Last August a federal court in the Northern District of Texas ruled on an election law case that, upon initial review, may seem run of the mill. Upon further examination, it is nothing of the sort.
The case dealt with a vote dilution claim under the Voting Rights Act of 1965 (VRA), in which the plaintiffs claimed that their ability to elect an official of their choice in the Dallas County Commissioners Court election had been diminished by the way that the district map was drawn in 2011.
However, the claim itself is not unusual, but the oddity lies the status of the plaintiffs – white minority voters in Dallas County.
Passed during the Civil Rights Movement, the VRA usually serves to protect the voting rights of more traditional minority voters, who have been historically and systematically denied participation in the country’s electoral process. The Dallas County plaintiffs are a white minority, who make up 45.8% of the voting age population of Dallas County, and seek to appropriate the VRA’s protection in this lawsuit.
In their complaint, the plaintiffs argue that the same harm that has been historically perpetuated against other minority groups by the white majority has now been inflicted upon them as whites have now become the minority:
“Like something out of the bad old days, a southern electoral body plays naked racial politics, intentionally using its power to minimize a dissenting race’s political sway. The body does so through its redistricting authority, cramming as much of that racial minority as possible into a single district and splitting the remainder up as an insignificant fraction of the electorate in the surrounding districts. It undertakes this move to intentionally deny the racial minority a chance to fairly participate in the electoral process, while claiming that the minority has no legal right to protection and arguing that higher law compels the racist act.”
As the plaintiffs’ explain above, the United States, particularly in the South, has a history of creatively manipulating the law to deny certain populations—particularly African Americans and Latino Americans in Texas—the ability to meaningfully participate in elections due to their race, despite the 15th Amendment’s explicit ban on such racially-motivated actions.

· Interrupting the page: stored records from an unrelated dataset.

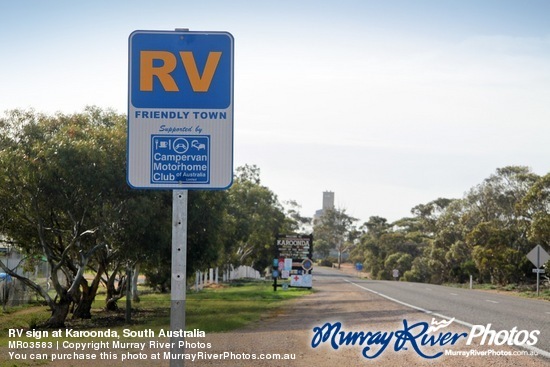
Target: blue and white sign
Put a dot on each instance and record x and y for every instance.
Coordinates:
(180, 110)
(180, 159)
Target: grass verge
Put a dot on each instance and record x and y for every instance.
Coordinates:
(220, 309)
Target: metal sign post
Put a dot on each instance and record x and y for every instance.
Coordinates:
(179, 263)
(538, 257)
(180, 131)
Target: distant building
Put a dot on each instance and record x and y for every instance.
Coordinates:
(328, 203)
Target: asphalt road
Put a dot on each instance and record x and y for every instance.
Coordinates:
(468, 307)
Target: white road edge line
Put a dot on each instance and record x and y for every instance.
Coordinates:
(467, 324)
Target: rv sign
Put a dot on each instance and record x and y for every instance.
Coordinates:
(180, 110)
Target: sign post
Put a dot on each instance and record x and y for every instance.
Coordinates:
(180, 131)
(538, 257)
(293, 261)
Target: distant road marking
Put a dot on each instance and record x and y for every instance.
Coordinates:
(467, 324)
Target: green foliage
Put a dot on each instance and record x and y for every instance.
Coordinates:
(335, 230)
(486, 234)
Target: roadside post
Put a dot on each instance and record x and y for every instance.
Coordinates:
(180, 132)
(293, 263)
(538, 256)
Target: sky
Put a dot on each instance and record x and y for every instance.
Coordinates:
(389, 104)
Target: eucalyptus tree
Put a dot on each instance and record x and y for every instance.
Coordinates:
(63, 188)
(338, 229)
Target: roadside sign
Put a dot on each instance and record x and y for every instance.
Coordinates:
(538, 256)
(180, 110)
(294, 253)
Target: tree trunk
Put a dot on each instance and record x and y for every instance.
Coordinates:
(59, 314)
(84, 308)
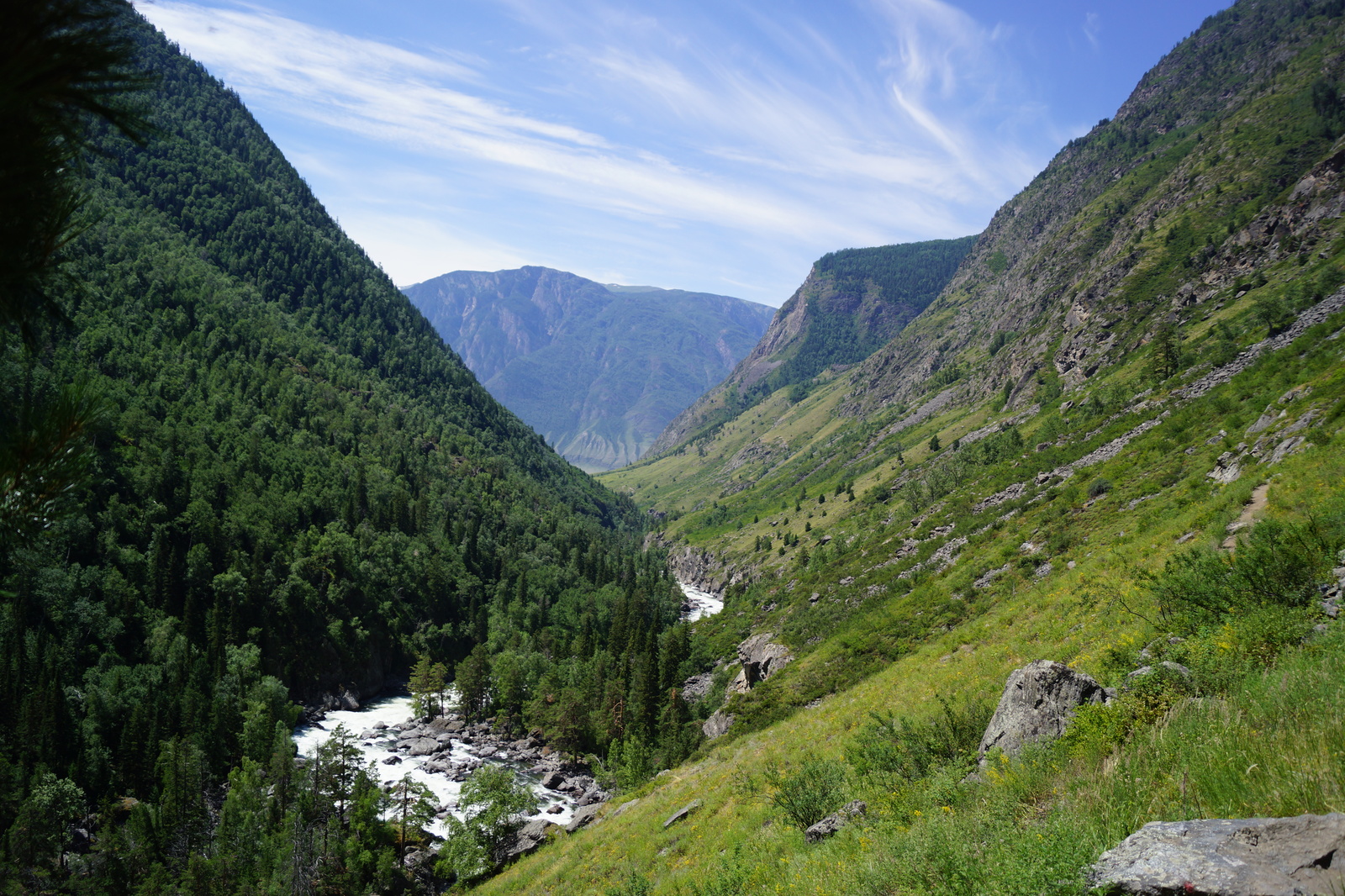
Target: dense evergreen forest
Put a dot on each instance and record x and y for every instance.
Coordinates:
(266, 479)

As the national conscious focused on racial equality in the 1960s, Congress passed the Voting Rights Act to protect the voting rights of minority groups across the nation.
Section 2 of the VRA, in its original language, prevented the use of literacy tests, poll taxes, or other similar devices used to keep minority voters from participating in elections. Supporting courts inclusion of vote dilution claims under Section 2, Congress amended the language of Section 2 to address vote dilution in response to the growing practice of drawing district lines to dilute minority voting power.
Section 2 of the VRA now prohibits the implementation of practices that “result in a denial or abridgment of the right of any citizen…to vote on account of race” by limiting these citizens’ ability to effectively “participate in the political process and to elect representatives of their choice.”
To determine if such a denial or abridgment has occurred, Section 2 directs the judiciary to determine if such practices have only the effect of diluting the minority’s voting power by looking at the “totality of the circumstances,” that is, looking to certain factors and consider if these factors when considered together amount to a denial of participation in the electoral process.
Congress provided a list of suggested factors (Senate Factors) for the courts to consider which includes whether there is “a history of official discrimination” that affected the minority’s voting rights or whether “political campaigns have been characterized by…racial appeals.”
When considering the history of the VRA, the language of Section 2, and the Senate Factors, it seems questionable whether a white minority plaintiff can even make a claim under the VRA. Despite this, the federal district court of Northern Texas found that plaintiffs Anne Harding and company sufficiently plead a claim under the VRA.
Harding argued that by drawing the Dallas County Commissioners Court districts so that the majority of white voters were packed into one of the four districts, the Commissioners Court diluted the voting power of the white minority because the districts could have been drawn so that white voters held the majority in two districts rather than just one.
According to Harding, this diminished the white minorities’ capacity to elect a representative of their choice – “an Anglo Republican.”
However, the district court found that Harding had failed to prove that remedy it sought would fix the problem. In fact, the court seemed convinced that if the plaintiffs’ suggested district map was adopted, the white minority may still not be able to elect any representative of their choice.
As such, the district court ruled that the plaintiffs had failed to prove that their vote had been diluted under Section 2 of the VRA.
The plaintiffs have filed an appeal of the district court’s ruling with the Fifth Circuit.